Avoiding Plagiarism
(From an article by Sharon Williams, www.hamilton.edu/academics)

Imagine you are an English teacher looking at students’ research papers. Determine which of the versions correctly paraphrases the original sources and which ones do not. For the incorrect versions, explain what the student did right and what needs improvement.


Original Source #1


If the existence of a signing ape was unsettling for linguists, it was also startling news for animal behaviorists (Davis, p. 26).


Version A:
If the presence of a sign-language-using chimp was disturbing for scientists studying language, it was also surprising to scientists studying animal behavior (Davis, p. 26).




Version B:
According to Flora Davis, linguists and animal behaviorists were unprepared for the news that a chimp could communicate with its trainers through sign language (p. 26).




Version C:
The existence of a signing ape unsettled linguists and startled animal behaviorists (Davis, p. 26).





Original Source #2:

The joker in the European pack was Italy.
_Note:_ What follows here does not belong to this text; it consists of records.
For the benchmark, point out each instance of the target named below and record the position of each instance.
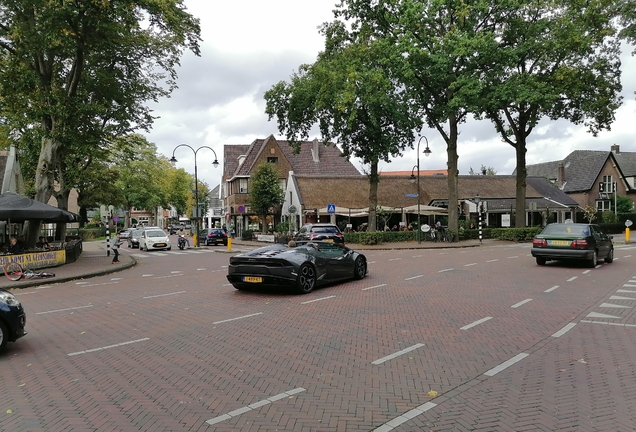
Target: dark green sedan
(573, 241)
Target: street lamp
(479, 209)
(196, 184)
(427, 152)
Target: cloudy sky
(250, 45)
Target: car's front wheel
(360, 268)
(610, 256)
(306, 279)
(4, 335)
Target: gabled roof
(581, 168)
(353, 191)
(329, 161)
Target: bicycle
(15, 272)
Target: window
(242, 185)
(603, 205)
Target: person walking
(115, 248)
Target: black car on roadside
(12, 319)
(213, 236)
(572, 242)
(320, 232)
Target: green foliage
(265, 192)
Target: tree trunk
(451, 150)
(374, 179)
(520, 213)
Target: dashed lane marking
(397, 354)
(476, 323)
(521, 303)
(164, 295)
(255, 405)
(237, 318)
(63, 310)
(320, 299)
(107, 347)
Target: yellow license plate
(252, 279)
(560, 242)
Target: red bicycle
(14, 272)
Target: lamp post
(196, 185)
(427, 152)
(479, 209)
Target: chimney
(560, 174)
(314, 151)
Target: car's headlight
(8, 299)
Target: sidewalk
(94, 262)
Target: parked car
(572, 241)
(133, 238)
(154, 239)
(320, 232)
(213, 236)
(12, 319)
(302, 266)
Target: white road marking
(600, 315)
(163, 295)
(320, 299)
(564, 330)
(610, 305)
(506, 364)
(255, 405)
(389, 426)
(397, 354)
(520, 303)
(237, 318)
(373, 287)
(63, 310)
(476, 323)
(107, 347)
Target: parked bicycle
(14, 272)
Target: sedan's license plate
(560, 242)
(252, 279)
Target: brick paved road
(421, 344)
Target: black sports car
(302, 266)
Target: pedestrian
(115, 248)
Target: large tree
(78, 74)
(352, 99)
(265, 191)
(551, 60)
(430, 48)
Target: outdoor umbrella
(17, 208)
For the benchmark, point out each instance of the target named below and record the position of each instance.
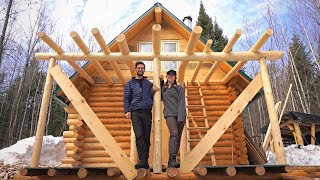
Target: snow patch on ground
(299, 155)
(21, 152)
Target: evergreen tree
(211, 30)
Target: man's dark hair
(139, 62)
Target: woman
(175, 114)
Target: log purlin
(164, 56)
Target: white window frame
(162, 49)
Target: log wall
(83, 149)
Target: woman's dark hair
(139, 62)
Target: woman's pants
(175, 129)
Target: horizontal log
(98, 146)
(113, 171)
(105, 104)
(97, 160)
(69, 140)
(71, 134)
(117, 126)
(117, 138)
(113, 133)
(99, 164)
(104, 99)
(163, 56)
(99, 153)
(107, 89)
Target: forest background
(297, 32)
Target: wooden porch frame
(94, 123)
(102, 134)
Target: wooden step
(190, 128)
(192, 86)
(188, 106)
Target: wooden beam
(100, 40)
(164, 56)
(233, 72)
(56, 48)
(275, 129)
(50, 42)
(106, 50)
(191, 47)
(42, 116)
(158, 15)
(156, 43)
(157, 120)
(227, 49)
(268, 135)
(313, 133)
(133, 147)
(81, 71)
(263, 39)
(205, 50)
(94, 123)
(77, 39)
(102, 72)
(218, 129)
(298, 133)
(124, 49)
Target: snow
(53, 151)
(299, 155)
(21, 152)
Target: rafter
(191, 47)
(255, 48)
(158, 15)
(106, 50)
(84, 48)
(227, 49)
(205, 50)
(124, 49)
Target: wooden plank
(93, 122)
(157, 120)
(273, 117)
(42, 116)
(195, 156)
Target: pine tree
(211, 30)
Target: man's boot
(173, 162)
(142, 164)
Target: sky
(112, 17)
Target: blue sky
(112, 17)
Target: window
(169, 46)
(146, 47)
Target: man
(138, 103)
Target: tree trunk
(4, 29)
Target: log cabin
(216, 90)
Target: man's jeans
(141, 122)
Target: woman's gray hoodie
(174, 102)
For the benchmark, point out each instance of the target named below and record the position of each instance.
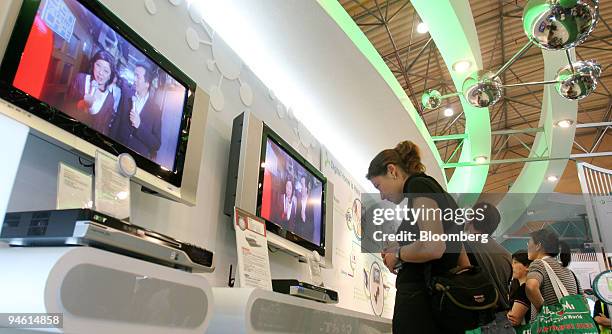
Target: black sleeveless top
(422, 185)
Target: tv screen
(99, 80)
(291, 195)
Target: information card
(112, 193)
(252, 245)
(73, 188)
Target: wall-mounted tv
(291, 194)
(74, 64)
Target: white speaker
(103, 292)
(248, 310)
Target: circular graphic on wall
(377, 289)
(602, 285)
(356, 213)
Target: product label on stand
(252, 246)
(73, 188)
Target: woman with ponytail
(544, 246)
(398, 173)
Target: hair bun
(410, 156)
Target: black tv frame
(268, 133)
(8, 92)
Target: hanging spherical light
(559, 24)
(482, 90)
(578, 80)
(431, 99)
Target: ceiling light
(480, 159)
(422, 28)
(565, 123)
(462, 66)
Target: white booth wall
(164, 26)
For a time, hopes were entertained of her as a force against Germany, but these disappeared under Mussolini. In 1935 Italy made a belated attempt to participate in the scramble for Africa by invading Ethiopia. It was clearly a breach of the covenant of the League of Nations for one of its members to attack another. France and Great Britain, the Mediterranean powers, and the African powers were bound to take the lead against Italy at the league. But they did so feebly and half-heartedly because they did not want to alienate a possible ally against Germany. The result was the worst possible: the league failed to check aggression, Ethiopia lost her independence, and Italy was alienated after all (J.M. Roberts, History of the World. New York: Knopf, 1976, p. 845).


Version A:
Italy, one might say, was the joker in the European deck. When she invaded Ethiopia, it was clearly a breach of the covenant of the League of Nations, yet the efforts of England and France to take the lead against her were feeble and half-hearted. It appears that those great powers had no wish to alienate a possible ally against Hitler’s rearmed Germany (Roberts, p. 845).



Version B:
Italy was the Joker in the European deck. Under Mussolini in 1935, she made a belated attempt to participate in the scramble for Africa by invading Ethiopia. As J.M. Roberts points out, this violated the covenant of the League of Nations (845). But France and Britain, not wanting to alienate a possible ally against Germany, put up only feeble and half-hearted opposition to the Ethiopian adventure. The outcome, as Roberts observes, was “the worst possible: the league failed to check aggression, Ethiopia lost her independence, and Italy was alientated after all” (p. 845).



Version C:
Much has been written about German rearmament and militarism in the period 1933-39. But Germany’s dominance in Europe was by no means a fore gone conclusion. The fact is that the balance of power might have been tipped against Hitler if one or two things had turned out differently. Take Italy’s gravitation toward an alliance with Germany, for example. That alliance seemed so very far from inevitable that Britain and France actually muted their criticism of the Ethiopian invasion in the hope of remaining friends with Italy. They opposed the Italians in the League of Nations, as J.M. Roberts observes, “feebly and half-heartedly because they did not want to alienate a possible ally against Germany” (p. 845). Suppose Italy, France, and Britain had retained a certain common interest. Would Hitler have been able to get away with his remarkable bluffing bullying in the later Thirties?